Lots of people are asking about gold. They have been asking about buying gold for several years. I have said to Julie, who has a lot of gold jewellery, that if she has a gold sale, I will beat it. Same with silver.
So I advise buying gold?
Yes. Cant go wrong. But you have to ask why you are buying it.
My view is, if you have a lot of investment funds and dont know where to put them, then a large proportion sunk in gold wont be a bad decision.
However, I dont tend to invest on a forward basis. I invest what could be said to be backwards. I look at the end result projected, and work from there. I also look at every investment from the fundamental truth that you make your money when you buy, not when you sell. That means you need to buy right.
Let me give several examples.
I bought real estate from 1992 to 1997 because it was ridiculously undervalued. I started on the south coast, and gradually over a period of five years worked my way west from Sussex to Devon. Idiots bought when prices were high, and p/e ratios were well over ten. I bought when they were back down at 1. Ten is a fair value. Anything above is expensive. Anything below is probably good value if prices are rising but not if they are falling.
Long term readers will be bored to hear that an essential metric is interest rates. If they are low, they can only rise. You dont want that. If they are high they can only fall. That’s what you need, but high interest rates are not enough, they need to be falling.
You now have high prices, rising interest rates, and a sagging market. That means prices will fall making any recent purchase lose money. Interest rates are rising, meaning your purchase is going to cost more in the future.
If you buy my book on real estate, you will find I run various test scenarios regarding prices and interest rates. Here’s the link: https://www.amazon.com/dp/B07D3ZW8D2
You buy when prices are on the floor and interest rates are high but beginning to fall.
That’s how it works with real estate. With precious metals the theory is the same, but the mechanism is slightly different.
In 1987 I sold stocks and bought gold. We had a similar situation than to today’s market instability. I was chuffed when the market crashed and Julie and I swanned off to the Canary Islands for a luxury winter with my gold holdings buoyant.
It wasn’t until the following spring when I looked at my holdings that I realised I had made a bit of a mistake.
There is a pattern in investments that is immutable. When your core investments fall, you cut and run. You bolster up other investments until that no longer works, and you are forced to sell your solid investments to cover the losses on the duff investments. That depresses the price of the good investments.
What you need to do is follow the age-old investment theories. Buy low, sell high. Most people get caught and end up doing the opposite.

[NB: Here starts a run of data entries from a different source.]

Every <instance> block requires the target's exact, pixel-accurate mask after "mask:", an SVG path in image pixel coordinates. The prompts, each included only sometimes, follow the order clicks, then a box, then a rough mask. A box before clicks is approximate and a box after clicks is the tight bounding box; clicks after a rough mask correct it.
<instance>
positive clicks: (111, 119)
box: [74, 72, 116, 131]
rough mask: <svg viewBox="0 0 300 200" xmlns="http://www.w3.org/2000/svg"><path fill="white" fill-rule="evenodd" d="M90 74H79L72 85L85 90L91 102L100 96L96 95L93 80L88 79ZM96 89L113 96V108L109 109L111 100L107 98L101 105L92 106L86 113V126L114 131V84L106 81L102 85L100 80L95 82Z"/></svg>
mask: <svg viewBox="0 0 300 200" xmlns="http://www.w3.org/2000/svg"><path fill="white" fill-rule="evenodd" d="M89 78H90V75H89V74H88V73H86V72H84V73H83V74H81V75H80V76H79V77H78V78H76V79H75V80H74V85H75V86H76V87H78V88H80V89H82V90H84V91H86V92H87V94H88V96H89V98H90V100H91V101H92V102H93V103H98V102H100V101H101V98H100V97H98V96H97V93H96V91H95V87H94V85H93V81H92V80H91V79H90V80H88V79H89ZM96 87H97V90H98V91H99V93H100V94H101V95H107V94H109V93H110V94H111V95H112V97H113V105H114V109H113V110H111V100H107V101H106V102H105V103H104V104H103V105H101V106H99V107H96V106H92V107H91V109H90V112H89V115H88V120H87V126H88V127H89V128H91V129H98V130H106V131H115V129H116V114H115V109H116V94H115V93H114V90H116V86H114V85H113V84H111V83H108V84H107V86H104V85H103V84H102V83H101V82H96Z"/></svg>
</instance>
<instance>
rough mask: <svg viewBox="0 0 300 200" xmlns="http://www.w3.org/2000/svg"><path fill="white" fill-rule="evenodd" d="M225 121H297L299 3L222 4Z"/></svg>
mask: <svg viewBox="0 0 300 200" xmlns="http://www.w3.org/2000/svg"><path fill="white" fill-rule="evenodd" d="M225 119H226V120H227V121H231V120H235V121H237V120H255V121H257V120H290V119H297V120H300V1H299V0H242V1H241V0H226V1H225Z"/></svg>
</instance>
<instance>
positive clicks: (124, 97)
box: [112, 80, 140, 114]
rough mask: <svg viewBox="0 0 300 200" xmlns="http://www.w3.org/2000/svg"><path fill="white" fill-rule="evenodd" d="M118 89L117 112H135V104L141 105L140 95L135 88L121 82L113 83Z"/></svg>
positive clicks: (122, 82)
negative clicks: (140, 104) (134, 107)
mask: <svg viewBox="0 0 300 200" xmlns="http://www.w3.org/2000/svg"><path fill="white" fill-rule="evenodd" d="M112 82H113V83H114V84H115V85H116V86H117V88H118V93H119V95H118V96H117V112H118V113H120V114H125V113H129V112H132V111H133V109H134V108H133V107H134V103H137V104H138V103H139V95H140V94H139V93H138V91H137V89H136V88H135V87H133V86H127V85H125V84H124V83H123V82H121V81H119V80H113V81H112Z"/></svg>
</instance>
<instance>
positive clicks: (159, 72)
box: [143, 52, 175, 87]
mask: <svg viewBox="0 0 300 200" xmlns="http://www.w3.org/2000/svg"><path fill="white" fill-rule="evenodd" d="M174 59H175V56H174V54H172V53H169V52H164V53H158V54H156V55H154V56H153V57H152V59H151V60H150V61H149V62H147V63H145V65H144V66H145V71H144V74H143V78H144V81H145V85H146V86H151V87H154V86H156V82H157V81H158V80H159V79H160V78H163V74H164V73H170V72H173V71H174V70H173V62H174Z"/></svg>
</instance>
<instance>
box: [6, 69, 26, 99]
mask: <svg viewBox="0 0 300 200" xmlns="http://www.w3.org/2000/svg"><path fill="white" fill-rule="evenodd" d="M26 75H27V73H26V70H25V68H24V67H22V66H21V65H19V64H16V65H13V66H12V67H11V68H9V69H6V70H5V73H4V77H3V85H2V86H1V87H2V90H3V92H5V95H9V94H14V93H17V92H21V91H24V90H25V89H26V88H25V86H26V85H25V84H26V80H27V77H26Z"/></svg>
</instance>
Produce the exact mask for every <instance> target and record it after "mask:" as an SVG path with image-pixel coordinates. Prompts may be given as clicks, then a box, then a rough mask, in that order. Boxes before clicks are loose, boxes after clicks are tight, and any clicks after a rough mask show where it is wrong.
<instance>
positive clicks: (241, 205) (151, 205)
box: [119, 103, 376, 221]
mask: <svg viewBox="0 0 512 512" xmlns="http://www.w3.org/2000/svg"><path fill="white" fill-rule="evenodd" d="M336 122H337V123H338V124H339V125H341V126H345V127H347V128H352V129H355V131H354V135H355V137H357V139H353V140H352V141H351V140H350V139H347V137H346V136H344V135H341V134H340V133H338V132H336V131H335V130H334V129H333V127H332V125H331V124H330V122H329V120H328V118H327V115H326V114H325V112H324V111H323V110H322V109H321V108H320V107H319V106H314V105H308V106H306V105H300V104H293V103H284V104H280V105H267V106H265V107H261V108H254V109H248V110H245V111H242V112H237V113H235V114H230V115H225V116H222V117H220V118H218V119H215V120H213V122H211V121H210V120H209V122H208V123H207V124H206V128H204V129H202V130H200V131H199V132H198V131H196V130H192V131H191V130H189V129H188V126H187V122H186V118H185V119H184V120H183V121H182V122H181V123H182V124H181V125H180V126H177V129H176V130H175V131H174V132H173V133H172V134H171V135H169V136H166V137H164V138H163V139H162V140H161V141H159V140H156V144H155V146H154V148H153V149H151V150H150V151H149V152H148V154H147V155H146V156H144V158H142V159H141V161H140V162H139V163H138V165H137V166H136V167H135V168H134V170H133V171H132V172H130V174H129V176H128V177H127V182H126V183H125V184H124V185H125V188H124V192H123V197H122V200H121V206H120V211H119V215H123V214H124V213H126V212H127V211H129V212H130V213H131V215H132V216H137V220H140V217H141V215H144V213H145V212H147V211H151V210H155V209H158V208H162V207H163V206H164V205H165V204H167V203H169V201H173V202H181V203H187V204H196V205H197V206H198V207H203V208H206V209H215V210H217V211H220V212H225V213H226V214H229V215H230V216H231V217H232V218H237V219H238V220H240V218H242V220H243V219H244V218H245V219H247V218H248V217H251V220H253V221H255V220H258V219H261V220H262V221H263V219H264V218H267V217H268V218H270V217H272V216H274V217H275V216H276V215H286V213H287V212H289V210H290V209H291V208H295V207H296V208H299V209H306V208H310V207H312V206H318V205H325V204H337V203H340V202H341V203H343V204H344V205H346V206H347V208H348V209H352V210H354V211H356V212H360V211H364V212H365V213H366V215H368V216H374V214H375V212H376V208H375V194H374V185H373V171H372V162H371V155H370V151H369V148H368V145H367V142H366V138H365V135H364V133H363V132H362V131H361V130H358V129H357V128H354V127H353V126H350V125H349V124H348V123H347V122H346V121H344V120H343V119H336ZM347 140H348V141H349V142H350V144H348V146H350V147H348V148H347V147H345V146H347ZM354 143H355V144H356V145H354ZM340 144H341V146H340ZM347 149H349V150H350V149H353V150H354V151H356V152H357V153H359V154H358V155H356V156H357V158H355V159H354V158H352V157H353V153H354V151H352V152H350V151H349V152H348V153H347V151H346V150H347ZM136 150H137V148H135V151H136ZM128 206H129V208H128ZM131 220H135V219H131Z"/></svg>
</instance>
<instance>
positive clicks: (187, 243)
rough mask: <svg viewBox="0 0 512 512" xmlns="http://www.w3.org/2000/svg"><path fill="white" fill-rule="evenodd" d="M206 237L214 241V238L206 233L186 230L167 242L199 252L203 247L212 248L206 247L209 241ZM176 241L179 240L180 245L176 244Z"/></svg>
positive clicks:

You do not buy gold at the beginning of a crash, but after there is blood in the streets. After a big crash almost no-one is left standing. Those who bought gold can at least survive by selling it, but that is when you buy.
Here’s the scenario. Buy after a crash when prices are low and can only rise. Hang on until there are dark clouds on the horizon. Sell before the next crash, and go into hiding. When all is doom and gloom, buy back into gold. When the property market is totally trashed and no-one is buying, go out and buy, pretending to the bank manager if necessary that you are going to buy a car. You usually have a two year gap when no-one wants to know about property before the penny drops that it is a good investment after all, by which time you’ve bought at rock bottom prices.
So should you buy gold just now?
We haven’t had a crash yet, and folks aren’t liquidating positions, and as far as I can see although there are constant warnings of wipe-out, I dont see that at all. Wipe-out usually comes when no-one expects it. Too many people expect it now, so we are going to have continued wide swings in the markets. Gold will sag when investors are forced to sell their gold to support their other positions, that’s when to buy…. that is unless it’s different this time. But I’m in no hurry.